The title Strange Tales weaned themselves off of horror books slowly. The Human Torch would appear in a two-part story usually 12-13 pages in length, followed by a couple of 4 page horrors stories that were standard fare in the old Strange Tales format. Strange Tales #1-100 would be an interesting, not to mention expensive set of comics to own today.
Strange Tales #102
Prisoner of the Wizard
Our second tale begins and we meet The Wizard for the very first time. The Wizard is a master inventor, genius, and daredevil. He is constantly proving his superior intellect with new challenges for himself. He now has sights set on defeating the Human Torch. He makes a methodical, well laid out plan to trap the Torch. This includes a trumped rescue mission to attract the Torch, chemical foams to douse the Torch’s flame, and an asbestos lined prison to contain the now defenseless Human Torch.
The Wizard is planning to complete his defeat of the Torch by impersonating him and making him look like a criminal. He does just that with a specially designed suit that mimics the Human Torch’s flame and flying power (who needs cosmic rays?). Disguised as the Human Torch the Wizard robs banks, starts a prison break-out, disrupts traffic, melts statues etc. The Human Torch finally breaks free but the damage is done. The Wizard offers a chance for the Human Torch to prove his innocence with pictures of himself dressing up as the Human Torch. He must give up his secret identity to do so. The Human Torch fools the Wizard with unseen powers, claiming the ability to levitate objects with out touching them. The Human Torch lifts the pictures out of the Wizard’s hands and he is completely dumbfounded and for the moment – defeated. We soon learn the powers were that of invisibility and Johnny’s big sister Sue, who lends little brother a hand beating the Wizard. The Wizard will be back here in a couple of issues as we move on to…
Strange Tales #103
Prisoner of the 5th Dimension
Our third issue in the run, and we find Johnny Storm captive of the music group the 5th Dimension. Well no it’s not as scary as all that. This issue begins in swampland and houses sinking in to the ground for some unseen reason. The Human Torch investigates and stumbles into a race of people from the 5th dimension. They have become aware of our world and are planning to invade it, lead by the warlord Zemu. Zemu has imprisoned the Torch in a liquid holding cell, while preparing his army for the invasion.
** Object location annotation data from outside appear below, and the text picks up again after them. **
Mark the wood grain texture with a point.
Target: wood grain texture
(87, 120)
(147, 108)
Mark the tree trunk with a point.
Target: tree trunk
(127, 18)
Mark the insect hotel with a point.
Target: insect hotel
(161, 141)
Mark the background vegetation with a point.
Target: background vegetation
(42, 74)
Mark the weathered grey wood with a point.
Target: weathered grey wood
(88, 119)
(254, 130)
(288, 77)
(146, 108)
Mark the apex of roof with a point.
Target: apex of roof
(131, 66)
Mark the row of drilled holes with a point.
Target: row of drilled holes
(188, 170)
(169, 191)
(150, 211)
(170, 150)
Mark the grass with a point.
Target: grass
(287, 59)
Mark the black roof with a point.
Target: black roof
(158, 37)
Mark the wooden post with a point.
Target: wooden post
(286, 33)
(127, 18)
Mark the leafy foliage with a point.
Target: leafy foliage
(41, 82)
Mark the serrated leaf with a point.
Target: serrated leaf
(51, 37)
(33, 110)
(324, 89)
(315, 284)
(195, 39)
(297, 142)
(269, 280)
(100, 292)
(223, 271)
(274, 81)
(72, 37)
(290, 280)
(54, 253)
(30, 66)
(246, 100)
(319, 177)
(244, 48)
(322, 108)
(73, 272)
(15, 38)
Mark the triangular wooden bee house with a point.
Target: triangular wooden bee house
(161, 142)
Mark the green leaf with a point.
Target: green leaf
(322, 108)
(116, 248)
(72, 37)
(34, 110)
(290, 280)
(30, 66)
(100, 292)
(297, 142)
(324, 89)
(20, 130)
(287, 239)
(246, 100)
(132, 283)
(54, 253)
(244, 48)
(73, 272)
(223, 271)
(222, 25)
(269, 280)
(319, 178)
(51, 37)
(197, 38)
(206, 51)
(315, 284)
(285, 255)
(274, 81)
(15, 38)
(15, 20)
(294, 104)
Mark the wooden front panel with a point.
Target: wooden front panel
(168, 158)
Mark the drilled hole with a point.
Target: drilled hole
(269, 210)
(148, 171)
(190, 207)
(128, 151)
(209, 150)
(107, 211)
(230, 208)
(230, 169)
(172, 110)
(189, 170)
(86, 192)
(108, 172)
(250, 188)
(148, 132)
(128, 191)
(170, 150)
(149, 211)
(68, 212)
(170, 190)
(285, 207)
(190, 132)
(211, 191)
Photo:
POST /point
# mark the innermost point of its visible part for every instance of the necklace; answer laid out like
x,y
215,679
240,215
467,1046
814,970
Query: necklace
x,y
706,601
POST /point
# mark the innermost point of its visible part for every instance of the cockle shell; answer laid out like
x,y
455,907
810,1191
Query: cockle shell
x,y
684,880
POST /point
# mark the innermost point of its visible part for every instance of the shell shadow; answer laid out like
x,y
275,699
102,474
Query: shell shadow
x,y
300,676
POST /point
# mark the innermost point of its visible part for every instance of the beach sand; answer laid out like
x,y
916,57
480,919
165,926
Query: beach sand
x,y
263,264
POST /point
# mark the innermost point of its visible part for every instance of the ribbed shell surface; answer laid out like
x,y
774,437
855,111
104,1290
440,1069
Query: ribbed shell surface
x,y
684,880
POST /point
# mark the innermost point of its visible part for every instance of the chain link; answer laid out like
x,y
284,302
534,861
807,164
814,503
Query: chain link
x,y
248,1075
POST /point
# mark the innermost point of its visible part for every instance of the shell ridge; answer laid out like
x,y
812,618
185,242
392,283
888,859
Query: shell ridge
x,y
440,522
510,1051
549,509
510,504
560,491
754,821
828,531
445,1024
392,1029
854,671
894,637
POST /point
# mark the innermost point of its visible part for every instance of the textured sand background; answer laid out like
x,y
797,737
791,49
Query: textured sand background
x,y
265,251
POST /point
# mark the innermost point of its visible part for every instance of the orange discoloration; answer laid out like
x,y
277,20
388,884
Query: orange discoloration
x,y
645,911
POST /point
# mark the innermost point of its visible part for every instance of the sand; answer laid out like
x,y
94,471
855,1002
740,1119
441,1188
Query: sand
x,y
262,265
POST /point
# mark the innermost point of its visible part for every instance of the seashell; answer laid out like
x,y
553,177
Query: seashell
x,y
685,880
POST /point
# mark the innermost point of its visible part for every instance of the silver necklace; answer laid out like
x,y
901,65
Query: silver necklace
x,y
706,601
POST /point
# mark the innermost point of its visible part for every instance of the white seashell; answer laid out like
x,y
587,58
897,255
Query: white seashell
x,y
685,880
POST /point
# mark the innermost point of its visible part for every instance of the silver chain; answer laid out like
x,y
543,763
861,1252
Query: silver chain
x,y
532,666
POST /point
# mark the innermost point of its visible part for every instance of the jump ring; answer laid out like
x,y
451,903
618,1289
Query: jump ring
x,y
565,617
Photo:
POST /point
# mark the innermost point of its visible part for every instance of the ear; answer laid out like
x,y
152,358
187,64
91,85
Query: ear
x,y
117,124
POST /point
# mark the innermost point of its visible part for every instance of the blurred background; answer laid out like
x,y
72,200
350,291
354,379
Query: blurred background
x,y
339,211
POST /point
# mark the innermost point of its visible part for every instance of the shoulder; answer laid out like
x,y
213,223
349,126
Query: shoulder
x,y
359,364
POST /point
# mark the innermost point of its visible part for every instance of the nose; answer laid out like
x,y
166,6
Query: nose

There are of course good people on this planet who want nothing to do with world conquest. They free Johnny from his prison led by the beautiful Valeria. The Torch dries off and with a little help from the peaceful populace defeat Zemu and his army. Valeria begs Johnny to stay, but he must return to his sister and his friends back on earth (we have seen Johnny’s friends to date – and none of them look like her!). As the issue closes we find Johnny day-dreaming in class about you know who!
Strange Tales #104
The Human Torch meets Paste-Pot Pete
This issue begins with Paste Pot Pete robbing a bank in while Johnny Storm is in the building. Pete successfully robs the bank with the Human Torch chasing behind. Next stop for Pete is an army base and a secret missile. He takes out a group of soldiers with his paste gun and then absconds with the missile. Lucky for Paste-Pot Pete his adhesive gun is like a western movies six-shooter that never runs out of ammo! The Human Torch runs out of flame just as he catches up to Pete. Bad timing – Paste Pot Pete adheres the helpless Johnny Storm to the rocket and it blasts off. The Torch dry’s off just enough to burn off the last of the paste, flames on and is back in action as the rocket lands in the ocean. The very mad Human Torch once again catches up to Pete and he looks like he finally has him when – Pete does a great Spider-Man imitation and catches a ride on a passing jet-liner. He swings behind the jet for a while and then let’s go, falls into the ocean, and is picked up by his crony’s boat and gets away. Leaving the Torch wondering if he will return some day.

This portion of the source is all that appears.